Perante isto, o progressismo e a esquerda não podem adoptar uma atitude condescendente, procurando agradar a todos os sectores e camadas sociais. A esquerda sai da sua marginalidade no tempo liminar porque se apresenta como uma alternativa popular ao desastre económico provocado pelo neoliberalismo empresarial; e a sua função não pode ser a de implementar um neoliberalismo com «rosto humano», «verde» ou «progressista». As pessoas não vão para as ruas e votam na esquerda para enfeitar o neoliberalismo. Mobilizam-se e mudam radicalmente as suas adesões políticas anteriores porque estão fartas desse neoliberalismo, porque desejam livrar-se dele, pois apenas enriqueceu umas quantas famílias e umas quantas empresas.
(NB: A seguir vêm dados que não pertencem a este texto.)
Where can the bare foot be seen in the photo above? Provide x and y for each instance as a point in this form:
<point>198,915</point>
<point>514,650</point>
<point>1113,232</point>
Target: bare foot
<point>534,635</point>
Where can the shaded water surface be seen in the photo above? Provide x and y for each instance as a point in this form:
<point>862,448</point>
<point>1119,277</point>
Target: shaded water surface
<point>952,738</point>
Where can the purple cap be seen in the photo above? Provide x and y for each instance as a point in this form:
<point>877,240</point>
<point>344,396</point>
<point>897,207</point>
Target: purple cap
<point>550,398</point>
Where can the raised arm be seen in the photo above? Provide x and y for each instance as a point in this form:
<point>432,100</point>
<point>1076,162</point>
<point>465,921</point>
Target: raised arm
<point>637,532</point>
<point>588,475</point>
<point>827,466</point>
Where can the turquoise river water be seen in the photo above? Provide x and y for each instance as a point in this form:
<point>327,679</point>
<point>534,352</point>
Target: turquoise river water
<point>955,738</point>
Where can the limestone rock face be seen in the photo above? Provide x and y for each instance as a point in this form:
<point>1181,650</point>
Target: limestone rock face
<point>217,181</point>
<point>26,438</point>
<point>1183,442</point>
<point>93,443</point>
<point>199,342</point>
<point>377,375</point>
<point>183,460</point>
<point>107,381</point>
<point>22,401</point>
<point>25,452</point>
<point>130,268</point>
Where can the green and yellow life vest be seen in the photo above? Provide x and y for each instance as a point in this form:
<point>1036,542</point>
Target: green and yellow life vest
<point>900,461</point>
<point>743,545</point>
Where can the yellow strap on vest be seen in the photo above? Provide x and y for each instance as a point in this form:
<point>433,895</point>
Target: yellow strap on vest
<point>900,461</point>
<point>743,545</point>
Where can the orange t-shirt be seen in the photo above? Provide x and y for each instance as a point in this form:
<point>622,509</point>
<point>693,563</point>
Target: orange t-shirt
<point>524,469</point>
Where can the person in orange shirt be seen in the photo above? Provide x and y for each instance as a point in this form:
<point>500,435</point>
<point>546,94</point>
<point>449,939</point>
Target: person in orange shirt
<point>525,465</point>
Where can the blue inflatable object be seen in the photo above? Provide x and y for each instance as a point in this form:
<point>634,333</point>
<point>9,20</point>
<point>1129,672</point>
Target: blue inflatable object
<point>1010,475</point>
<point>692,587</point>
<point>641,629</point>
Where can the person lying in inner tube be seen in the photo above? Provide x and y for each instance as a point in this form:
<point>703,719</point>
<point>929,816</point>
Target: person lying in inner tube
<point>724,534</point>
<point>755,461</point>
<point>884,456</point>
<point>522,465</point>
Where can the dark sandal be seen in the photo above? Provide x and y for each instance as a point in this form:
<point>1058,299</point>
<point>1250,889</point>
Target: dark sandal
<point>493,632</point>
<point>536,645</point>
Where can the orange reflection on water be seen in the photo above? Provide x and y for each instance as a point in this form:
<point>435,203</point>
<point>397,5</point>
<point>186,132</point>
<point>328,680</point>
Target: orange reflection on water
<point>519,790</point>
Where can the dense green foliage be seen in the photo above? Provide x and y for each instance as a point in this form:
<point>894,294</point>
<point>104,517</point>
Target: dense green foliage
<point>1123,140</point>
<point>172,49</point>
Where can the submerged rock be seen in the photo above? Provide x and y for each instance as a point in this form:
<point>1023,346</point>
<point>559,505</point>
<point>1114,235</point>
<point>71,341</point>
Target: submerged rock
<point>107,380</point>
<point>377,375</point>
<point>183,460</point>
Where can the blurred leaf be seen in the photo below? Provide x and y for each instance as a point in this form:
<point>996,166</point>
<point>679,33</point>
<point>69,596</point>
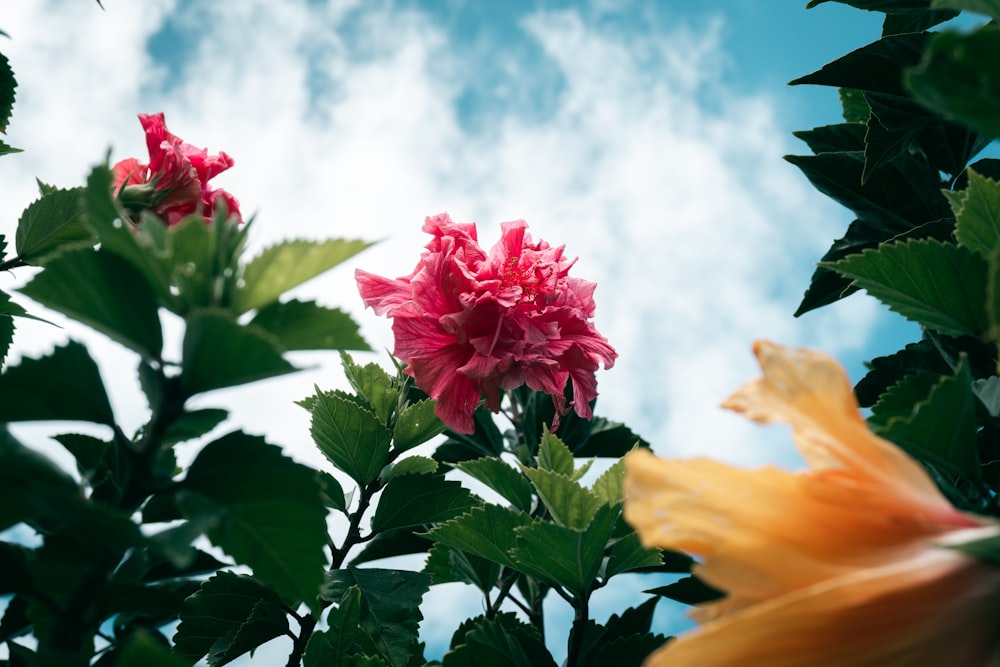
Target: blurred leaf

E se a esquerda não cumprir isso, e conviver com um regime que empobrece o povo, é inevitável que as pessoas mudem drasticamente as suas preferências políticas para soluções de extrema-direita, que oferecem uma saída (ilusória) ao grande mal-estar colectivo.
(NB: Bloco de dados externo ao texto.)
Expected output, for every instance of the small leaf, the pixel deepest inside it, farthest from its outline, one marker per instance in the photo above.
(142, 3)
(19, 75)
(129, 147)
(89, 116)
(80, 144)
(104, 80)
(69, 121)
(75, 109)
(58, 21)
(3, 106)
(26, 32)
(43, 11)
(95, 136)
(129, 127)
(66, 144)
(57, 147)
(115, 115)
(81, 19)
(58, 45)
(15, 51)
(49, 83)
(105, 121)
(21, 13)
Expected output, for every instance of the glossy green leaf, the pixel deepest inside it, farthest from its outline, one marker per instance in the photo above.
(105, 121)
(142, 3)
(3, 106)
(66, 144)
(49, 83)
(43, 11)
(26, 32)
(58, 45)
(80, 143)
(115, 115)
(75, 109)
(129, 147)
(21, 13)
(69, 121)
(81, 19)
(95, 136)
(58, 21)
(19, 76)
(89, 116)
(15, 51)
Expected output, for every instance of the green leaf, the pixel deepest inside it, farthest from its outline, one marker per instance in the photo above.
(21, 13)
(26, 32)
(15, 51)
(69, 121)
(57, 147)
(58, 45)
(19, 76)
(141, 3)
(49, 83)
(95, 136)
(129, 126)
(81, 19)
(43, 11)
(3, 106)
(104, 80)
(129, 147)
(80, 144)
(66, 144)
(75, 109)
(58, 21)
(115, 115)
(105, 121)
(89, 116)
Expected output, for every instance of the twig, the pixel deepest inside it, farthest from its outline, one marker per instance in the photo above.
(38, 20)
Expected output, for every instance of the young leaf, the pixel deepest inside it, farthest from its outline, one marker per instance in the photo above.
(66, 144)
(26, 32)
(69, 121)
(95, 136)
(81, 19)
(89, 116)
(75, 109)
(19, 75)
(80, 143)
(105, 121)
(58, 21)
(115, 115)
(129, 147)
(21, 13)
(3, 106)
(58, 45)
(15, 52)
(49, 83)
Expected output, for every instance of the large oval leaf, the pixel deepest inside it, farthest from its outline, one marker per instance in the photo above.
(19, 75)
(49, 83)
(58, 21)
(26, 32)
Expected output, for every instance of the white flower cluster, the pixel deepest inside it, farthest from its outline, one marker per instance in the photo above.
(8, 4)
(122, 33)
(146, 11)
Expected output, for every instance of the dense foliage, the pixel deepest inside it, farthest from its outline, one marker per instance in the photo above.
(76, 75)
A esquerda, se quiser consolidar-se, deve responder às demandas pelas quais surgiu e, se quiser realmente derrotar a extrema-direita, tem de resolver de forma estrutural a pobreza da sociedade, a desigualdade, a precariedade dos serviços, a educação, a saúde e a habitação. E, para poder realizar isso materialmente, precisa de ser radical nas suas reformas sobre a propriedade, os impostos, a justiça social, a distribuição da riqueza, a recuperação dos recursos comuns em prol da sociedade. Abrir mão desse caminho irá alimentar a lei das crises sociais: qualquer atitude moderada diante de uma crise grave fomenta e alimenta os extremos. Se a direita faz isso, alimenta a esquerda; se a esquerda faz isso, alimenta a extrema-direita.

«As pessoas não vão para as ruas e votam na esquerda para enfeitar o neoliberalismo. Mobilizam-se e mudam radicalmente as suas adesões políticas anteriores porque estão fartas desse neoliberalismo»
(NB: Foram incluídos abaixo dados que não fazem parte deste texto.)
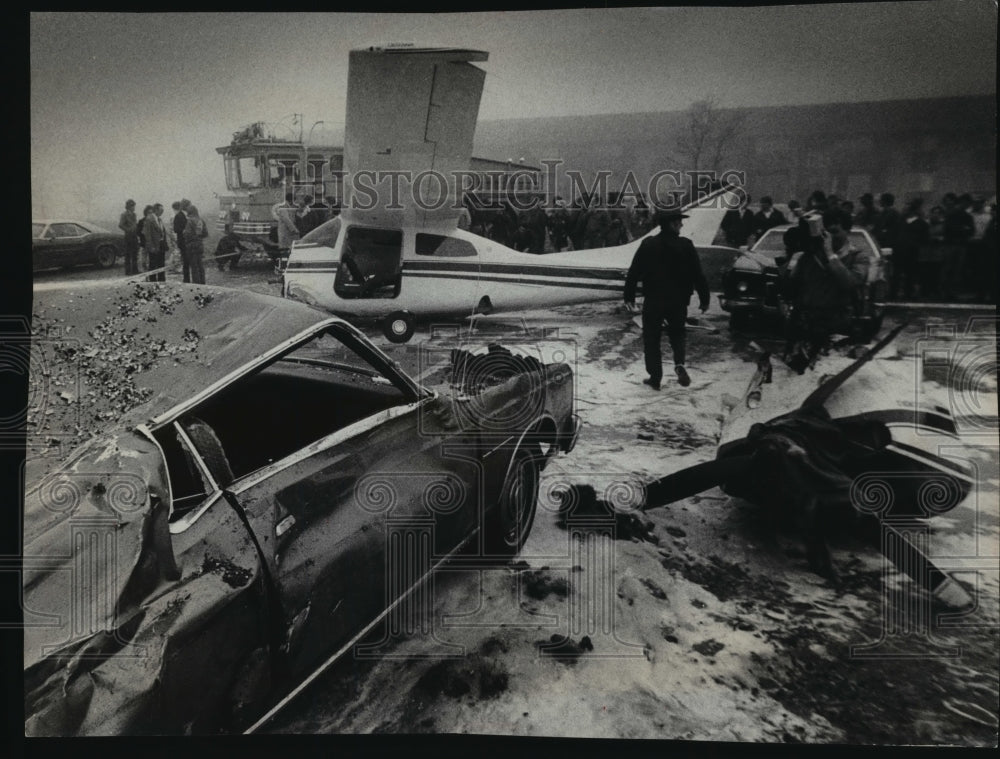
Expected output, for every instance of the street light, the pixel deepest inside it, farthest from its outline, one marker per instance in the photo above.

Então, a maneira de derrotar a extrema-direita, reduzindo-a a um nicho – que continuará a existir, mas já sem alcance social –, radica na expansão das reformas económicas e políticas que se traduzam em melhorias materiais visíveis e sustentadas nas condições de vida da maioria popular da sociedade; numa maior democratização das decisões, numa maior democratização da riqueza e da propriedade, de tal modo que a contenção da extrema-direita não seja apenas um discurso, mas se apoie numa série de acções práticas de distribuição de riqueza que resolvam as principais angústias e exigências populares (pobreza, inflação, precariedade, insegurança, injustiça…). Porque – não se pode esquecer – a extrema-direita é uma resposta, pervertida, a essas angústias. Quanto mais se distribui a riqueza, seguramente mais se afecta os privilégios dos poderosos, mas eles vão ficando em minoria, em torno da defesa raivosa dos seus privilégios, enquanto a esquerda se consolida como a que se preocupa e resolve as necessidades básicas do povo. Contudo, quanto mais a esquerda ou o progressismo se comportarem de maneira medrosa, hesitante e ambígua na resolução dos principais problemas da sociedade, mais a direita extrema cresce, e o progressismo fica isolado na impotência da decepção. Portanto, nestes tempos, a extrema-direita é derrotada com mais democracia e maior distribuição da riqueza; não com moderação ou conciliação.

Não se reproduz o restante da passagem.